Other than in the clear, electrolyte-perturbing situation of dialysis, CKD cramp often occurs in bed at night.

Let’s deal with common sense things first … and people often don’t think of the simple solutions … heavy doona’s (duvets?) or blankets actually mechanically press down on the feet, ‘extending’ the feet but thereby simultaneously contracting the calf muscles and thus promoting cramp.

Here, think of the footballer who cramps in the last few minutes of the match … how does he ‘self-solve’ his cramp? - he pulls his toes up towards himself, lengthening (stretching) the calf muscle to relieve the cramp. The weight of bed clothes does the opposite - pushing down on the feet and shortening the calf - promoting the ‘milieu’ for cramp. Lift the weight away from the foot and the foot remains more flexed and un-extended … and cramp is not augmented.

So … simple mechanical steps help! And … so do simple mechanical solutions.

If nocturnal bed cramps are a problem, try cutting the side out of a cardboard box, place it under the blankets, doona (or duvet) at the foot of the bed and over the feet to lift the mechanical weight of the covers off the feet so that they do not get ‘extended’ by the down-pressure of the covers. It maybe sounds silly – but it’s amazing how little things like that can escape us in this magic world of ‘pills’ and technology …
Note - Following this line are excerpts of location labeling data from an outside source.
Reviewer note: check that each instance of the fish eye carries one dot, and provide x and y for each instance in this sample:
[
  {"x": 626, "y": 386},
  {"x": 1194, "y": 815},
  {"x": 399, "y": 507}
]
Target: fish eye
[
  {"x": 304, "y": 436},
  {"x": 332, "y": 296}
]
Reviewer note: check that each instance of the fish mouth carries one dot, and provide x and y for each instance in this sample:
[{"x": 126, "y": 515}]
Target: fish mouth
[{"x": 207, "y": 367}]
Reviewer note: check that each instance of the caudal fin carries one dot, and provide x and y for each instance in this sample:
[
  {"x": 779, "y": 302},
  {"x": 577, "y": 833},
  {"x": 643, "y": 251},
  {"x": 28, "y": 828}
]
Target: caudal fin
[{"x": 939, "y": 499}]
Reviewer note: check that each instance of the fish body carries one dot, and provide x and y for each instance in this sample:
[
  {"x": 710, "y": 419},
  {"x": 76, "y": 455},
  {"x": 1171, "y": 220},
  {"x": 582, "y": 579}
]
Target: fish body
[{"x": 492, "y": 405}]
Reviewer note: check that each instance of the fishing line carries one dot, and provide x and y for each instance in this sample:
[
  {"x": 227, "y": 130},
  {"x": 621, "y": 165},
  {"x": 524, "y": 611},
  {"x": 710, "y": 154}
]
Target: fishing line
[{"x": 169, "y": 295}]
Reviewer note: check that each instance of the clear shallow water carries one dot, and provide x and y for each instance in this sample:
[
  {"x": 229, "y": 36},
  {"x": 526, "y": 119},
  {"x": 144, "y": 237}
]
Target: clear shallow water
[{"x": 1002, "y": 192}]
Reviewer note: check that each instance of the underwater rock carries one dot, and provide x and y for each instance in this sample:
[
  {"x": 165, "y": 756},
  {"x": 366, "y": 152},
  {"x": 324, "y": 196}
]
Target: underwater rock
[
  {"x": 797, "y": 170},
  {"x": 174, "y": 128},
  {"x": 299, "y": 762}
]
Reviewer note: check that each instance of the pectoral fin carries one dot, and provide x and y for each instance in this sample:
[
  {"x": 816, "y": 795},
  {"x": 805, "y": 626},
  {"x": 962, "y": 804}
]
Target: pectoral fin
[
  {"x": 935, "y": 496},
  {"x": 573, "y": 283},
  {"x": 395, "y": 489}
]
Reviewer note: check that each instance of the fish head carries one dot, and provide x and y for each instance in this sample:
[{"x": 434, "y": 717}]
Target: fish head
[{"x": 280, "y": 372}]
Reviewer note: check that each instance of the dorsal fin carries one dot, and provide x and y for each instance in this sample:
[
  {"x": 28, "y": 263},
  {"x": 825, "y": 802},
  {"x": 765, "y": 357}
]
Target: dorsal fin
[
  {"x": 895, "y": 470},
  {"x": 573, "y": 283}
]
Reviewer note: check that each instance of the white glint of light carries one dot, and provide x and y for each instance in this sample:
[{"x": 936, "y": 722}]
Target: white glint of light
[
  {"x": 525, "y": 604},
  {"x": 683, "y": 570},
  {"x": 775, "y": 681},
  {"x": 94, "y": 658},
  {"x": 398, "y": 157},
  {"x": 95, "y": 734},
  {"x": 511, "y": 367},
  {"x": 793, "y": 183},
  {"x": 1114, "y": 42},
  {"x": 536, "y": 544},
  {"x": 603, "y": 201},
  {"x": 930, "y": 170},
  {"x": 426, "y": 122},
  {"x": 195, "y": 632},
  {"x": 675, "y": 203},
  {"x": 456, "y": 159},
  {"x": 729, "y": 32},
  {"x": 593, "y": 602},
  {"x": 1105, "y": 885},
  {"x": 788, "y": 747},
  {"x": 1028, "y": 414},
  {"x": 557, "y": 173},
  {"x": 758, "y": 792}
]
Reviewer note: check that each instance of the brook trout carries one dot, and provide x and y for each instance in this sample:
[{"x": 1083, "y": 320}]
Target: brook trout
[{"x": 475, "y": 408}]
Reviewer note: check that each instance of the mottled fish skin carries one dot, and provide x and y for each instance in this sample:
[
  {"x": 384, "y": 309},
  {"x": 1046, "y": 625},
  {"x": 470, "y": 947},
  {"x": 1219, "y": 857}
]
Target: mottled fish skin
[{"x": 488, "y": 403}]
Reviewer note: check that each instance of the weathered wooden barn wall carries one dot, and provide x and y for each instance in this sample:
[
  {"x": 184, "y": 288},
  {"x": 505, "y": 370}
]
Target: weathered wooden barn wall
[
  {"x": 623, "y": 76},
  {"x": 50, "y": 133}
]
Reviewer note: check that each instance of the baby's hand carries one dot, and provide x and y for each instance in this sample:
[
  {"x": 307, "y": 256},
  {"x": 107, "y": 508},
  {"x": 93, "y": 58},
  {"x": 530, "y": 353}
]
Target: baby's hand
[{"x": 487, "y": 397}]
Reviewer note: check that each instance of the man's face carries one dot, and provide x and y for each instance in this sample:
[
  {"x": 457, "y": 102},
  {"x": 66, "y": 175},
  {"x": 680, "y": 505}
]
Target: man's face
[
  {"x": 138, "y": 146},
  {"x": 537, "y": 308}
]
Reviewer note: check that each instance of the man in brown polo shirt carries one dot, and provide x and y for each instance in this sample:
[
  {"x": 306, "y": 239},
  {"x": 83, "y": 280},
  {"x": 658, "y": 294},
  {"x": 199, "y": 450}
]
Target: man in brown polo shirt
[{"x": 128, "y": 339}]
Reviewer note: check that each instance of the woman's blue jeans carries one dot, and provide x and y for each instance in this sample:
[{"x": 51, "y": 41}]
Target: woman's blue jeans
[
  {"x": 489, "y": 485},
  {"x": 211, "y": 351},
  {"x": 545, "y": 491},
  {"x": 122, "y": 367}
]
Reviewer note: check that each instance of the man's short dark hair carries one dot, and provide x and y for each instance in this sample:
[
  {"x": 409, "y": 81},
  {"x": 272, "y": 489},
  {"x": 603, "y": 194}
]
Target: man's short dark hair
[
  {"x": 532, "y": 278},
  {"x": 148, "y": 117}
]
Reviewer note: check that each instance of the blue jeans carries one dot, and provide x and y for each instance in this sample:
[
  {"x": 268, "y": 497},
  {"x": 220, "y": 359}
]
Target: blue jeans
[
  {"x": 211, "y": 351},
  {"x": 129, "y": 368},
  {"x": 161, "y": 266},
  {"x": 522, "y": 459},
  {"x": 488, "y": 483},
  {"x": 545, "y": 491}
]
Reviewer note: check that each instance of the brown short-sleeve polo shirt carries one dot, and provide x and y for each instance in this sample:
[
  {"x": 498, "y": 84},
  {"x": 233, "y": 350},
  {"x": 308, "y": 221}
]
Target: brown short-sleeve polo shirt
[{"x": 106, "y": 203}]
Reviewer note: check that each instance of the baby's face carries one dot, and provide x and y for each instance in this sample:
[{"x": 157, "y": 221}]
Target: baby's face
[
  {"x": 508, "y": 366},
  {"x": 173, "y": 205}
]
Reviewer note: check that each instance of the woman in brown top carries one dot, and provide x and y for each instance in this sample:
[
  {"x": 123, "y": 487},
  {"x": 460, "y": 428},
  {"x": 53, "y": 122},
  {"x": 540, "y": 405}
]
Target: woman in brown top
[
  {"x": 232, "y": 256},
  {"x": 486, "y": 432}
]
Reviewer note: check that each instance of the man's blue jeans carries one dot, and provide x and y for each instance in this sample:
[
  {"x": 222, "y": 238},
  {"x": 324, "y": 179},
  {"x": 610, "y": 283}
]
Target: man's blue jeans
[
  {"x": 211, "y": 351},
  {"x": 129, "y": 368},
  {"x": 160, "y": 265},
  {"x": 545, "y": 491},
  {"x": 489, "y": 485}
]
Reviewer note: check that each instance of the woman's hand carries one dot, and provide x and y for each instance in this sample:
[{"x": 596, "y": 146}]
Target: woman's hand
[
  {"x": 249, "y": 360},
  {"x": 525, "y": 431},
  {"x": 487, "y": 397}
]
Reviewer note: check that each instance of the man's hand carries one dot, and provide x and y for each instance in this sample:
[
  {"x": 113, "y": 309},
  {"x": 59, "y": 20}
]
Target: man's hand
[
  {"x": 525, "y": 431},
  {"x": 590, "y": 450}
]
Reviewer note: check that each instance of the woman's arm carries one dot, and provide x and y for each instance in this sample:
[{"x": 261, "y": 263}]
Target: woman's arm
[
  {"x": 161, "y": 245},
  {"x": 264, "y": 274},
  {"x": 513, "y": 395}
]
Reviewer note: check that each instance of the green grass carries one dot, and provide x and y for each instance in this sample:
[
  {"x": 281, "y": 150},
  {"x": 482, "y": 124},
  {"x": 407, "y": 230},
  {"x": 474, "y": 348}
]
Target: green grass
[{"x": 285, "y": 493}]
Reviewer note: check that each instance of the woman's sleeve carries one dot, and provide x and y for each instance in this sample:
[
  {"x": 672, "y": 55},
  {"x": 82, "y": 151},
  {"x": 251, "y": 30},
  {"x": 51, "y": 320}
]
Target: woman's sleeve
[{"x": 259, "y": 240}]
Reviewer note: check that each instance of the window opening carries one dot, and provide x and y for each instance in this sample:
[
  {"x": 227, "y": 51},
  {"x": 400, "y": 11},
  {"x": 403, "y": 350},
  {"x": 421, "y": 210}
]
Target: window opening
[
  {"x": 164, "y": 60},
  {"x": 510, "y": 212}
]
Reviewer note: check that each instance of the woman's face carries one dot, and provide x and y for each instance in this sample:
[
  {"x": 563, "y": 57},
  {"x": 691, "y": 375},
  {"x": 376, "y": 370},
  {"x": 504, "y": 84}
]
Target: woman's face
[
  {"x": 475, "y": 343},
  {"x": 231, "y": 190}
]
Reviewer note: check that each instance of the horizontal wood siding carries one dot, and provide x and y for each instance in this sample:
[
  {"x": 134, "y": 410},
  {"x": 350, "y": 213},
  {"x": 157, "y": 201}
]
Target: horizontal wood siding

Codeine helps some people – like when in paracetamol - paracetamol + codeine, in Australia, = Panadeine. Two before bed (if they don’t cause itch or drive constipation – as they can, in some) may help those who have no ‘issues’ with taking codeine.

My absolute personal favorite, and the thing I find works much the best, is a drug which, in Australia, is on the PBS only for epilepsy … yes, it’s an anti-epileptic … but it’s also a member of the benzodiazepine family. The drug is clonazepam (marketed here as Paxam).

Clonazepam really does seem to help - a lot. It changes, subtly, the electrical conductivity of the nervous system (it’s why it works as an anti-epileptic agent!) and it seems to work really well in CKD cramp. Our ‘crampy’ patients take 1 to 2mg, at night, and it often does wonders.

Shaymon … sorry, but that’s been a long ramble. However, I hope it serves to answer some of the questions you posed.